Biomedical ethics do not always accommodate for Christian morality; some practices which Christians would objectively denounce as unethical are fully permitted in research.

Navigating these intricacies, to distinguish areas where bioethics preserve human dignity from those which blatantly disregard the Christian belief in life from conception, is essential for a Christian biomedical researcher. 

As researchers engage with ongoing and emerging challenges, they must remember historical precedents and consider the theological understanding of the principle of double effect (where negative outcomes may be an unforeseen and unintended consequence of positive outcomes). Put simply, an ethical scientist would not do anything they view as bad, but they cannot control all consequences of their research; bad things may still arise from the work in spite of their efforts.

Research for the prevention or cure of human diseases must, by regulation, undergo rounds of testing in various model organisms, from cells to insects to mice to monkeys, thus protecting humans from preventable harm. This happens in fields of genetic engineering research. But is genetic engineering morally licit? 

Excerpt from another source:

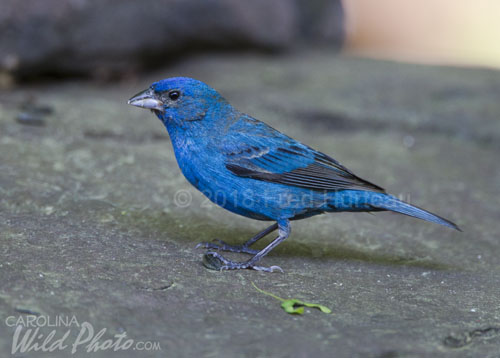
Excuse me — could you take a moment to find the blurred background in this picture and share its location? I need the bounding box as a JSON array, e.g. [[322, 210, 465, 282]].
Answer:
[[0, 0, 500, 83]]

It all depends on what it involves and what is being researched. Genetic engineering refers to the artificial alteration of our genes with the view to prevent disease or reduce debilitating symptoms. This field clearly distinguishes between ‘enhancement’ (altering natural traits) and ‘engineering’ (to cure disease). 

Genetic engineering techniques can be packaged as treatments provided to patients, but very few of such therapies have been approved for human administration. These remain limited to non-heritable cells; in other words, the genetic engineering brought about by such therapies do not impact systems or cells involved with reproduction (no targeting gametes, developing foetuses, or anything that would be passed down or inherited by future children). The World Health Organization (WHO) provides an in-depth introduction to this very topic, outlining that among approved genetic engineering therapies for humans are those that target HIV virus and sickle cell disease.

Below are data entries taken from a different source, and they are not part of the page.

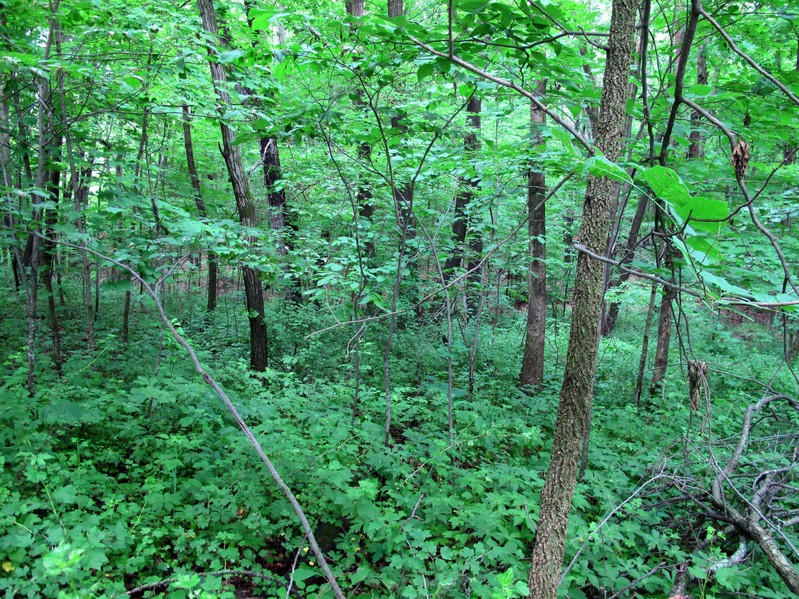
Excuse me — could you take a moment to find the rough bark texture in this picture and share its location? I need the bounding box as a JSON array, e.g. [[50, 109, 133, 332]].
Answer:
[[519, 81, 547, 387], [444, 95, 483, 279], [183, 104, 219, 312], [688, 49, 707, 158], [259, 137, 293, 256], [529, 0, 637, 599], [197, 0, 268, 372], [650, 242, 677, 395]]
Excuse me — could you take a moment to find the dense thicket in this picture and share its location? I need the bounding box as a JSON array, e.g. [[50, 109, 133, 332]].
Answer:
[[0, 0, 799, 599]]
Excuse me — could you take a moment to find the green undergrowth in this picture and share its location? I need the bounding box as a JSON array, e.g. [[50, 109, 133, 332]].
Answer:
[[0, 284, 796, 599]]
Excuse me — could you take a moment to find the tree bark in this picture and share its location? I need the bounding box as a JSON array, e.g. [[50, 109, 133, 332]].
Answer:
[[519, 80, 547, 388], [197, 0, 268, 372], [688, 48, 708, 159], [529, 0, 637, 599], [183, 104, 219, 312], [444, 94, 483, 280]]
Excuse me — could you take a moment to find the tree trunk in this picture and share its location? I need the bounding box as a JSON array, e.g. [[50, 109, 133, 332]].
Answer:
[[633, 283, 657, 405], [183, 104, 219, 312], [197, 0, 268, 372], [42, 156, 64, 373], [688, 48, 707, 159], [519, 80, 547, 388], [529, 0, 637, 599]]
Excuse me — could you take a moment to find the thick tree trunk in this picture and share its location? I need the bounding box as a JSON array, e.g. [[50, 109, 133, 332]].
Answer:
[[388, 0, 405, 19], [519, 80, 547, 387], [197, 0, 268, 372], [183, 104, 219, 312], [529, 0, 637, 599]]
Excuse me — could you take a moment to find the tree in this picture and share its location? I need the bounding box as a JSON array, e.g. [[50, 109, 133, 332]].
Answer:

As intense ethical debates continue to wage over the engineering of heritable genetics, research in model organisms continues. This occurs largely as there is a lack of understanding as to the potential side effects of genetic alteration in heritable cells, so guidelines serve to protect humans from these unknowns. 

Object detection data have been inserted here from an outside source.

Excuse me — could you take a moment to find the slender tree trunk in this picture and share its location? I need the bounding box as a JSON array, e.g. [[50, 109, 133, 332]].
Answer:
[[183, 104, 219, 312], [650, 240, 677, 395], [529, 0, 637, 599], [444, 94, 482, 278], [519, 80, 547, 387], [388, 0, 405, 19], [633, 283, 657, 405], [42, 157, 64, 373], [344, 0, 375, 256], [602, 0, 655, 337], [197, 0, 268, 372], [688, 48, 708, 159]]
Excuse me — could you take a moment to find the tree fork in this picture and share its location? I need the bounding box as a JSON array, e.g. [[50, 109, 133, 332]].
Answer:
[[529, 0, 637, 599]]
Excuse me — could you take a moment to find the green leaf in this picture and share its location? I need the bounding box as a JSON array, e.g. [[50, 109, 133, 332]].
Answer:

The afore-mentioned 2019 arrest was due to a scientist tampering with foetal genetics, against the law. The fears that genetic enhancement could revive eugenic ideas are another key factor in shaping this ethical code. It is important to highlight that many pioneering genetic discoveries in the twentieth century were made by eugenicists, a movement to which modern science wishes to clearly separate itself. This is almost the opposite of the double effect principle: at times bad actions can have at least some positive consequences.

This aversion to eugenic ideologies is in line with Christian theology, where all human life is valued with equal dignity, deserving of equal respect, although historically eugenic Christians have certainly existed, and undoubtedly also eugenic Christian researchers.

Genetic engineering produces a wealth of information and has brought researchers to treatments which can drastically reshape children’s lives. There are many examples of this. These include helping patients with severe combined immunodeficiency disorders, also referred to as ‘bubble kids’ as they are born with a genetic condition that prevents the normal function of their immune systems, forcing children to live in an isolating ‘bubble’ which prevents contact with sources of bacteria and viruses. 

Treatments that eliminate this immunodeficiency by genetic engineering have shown tremendous promise, and similar life-changing alterations could be managed for patients with cystic fibrosis or haemophilia, to outline but a few. And research into genetic approaches to treatment of neurodegenerative diseases like Parkinson’s and Alzheimer’s disease have led to insights into their onset and earlier diagnosis. 

The understanding of a person’s genetic makeup can even prevent fatal consequences in hospitals with the administration of certain medications. The CYP2D6 gene dictates the rate of drug metabolisation, so delayed-action pain killers like codeine can be appropriately administered to prevent accidental patient overdoses and ensure pain relief, while the CYP2C19 gene impacts the dosage of routine anti-platelet drugs prescribed subsequently to heart attacks, which could otherwise have fatal consequences. 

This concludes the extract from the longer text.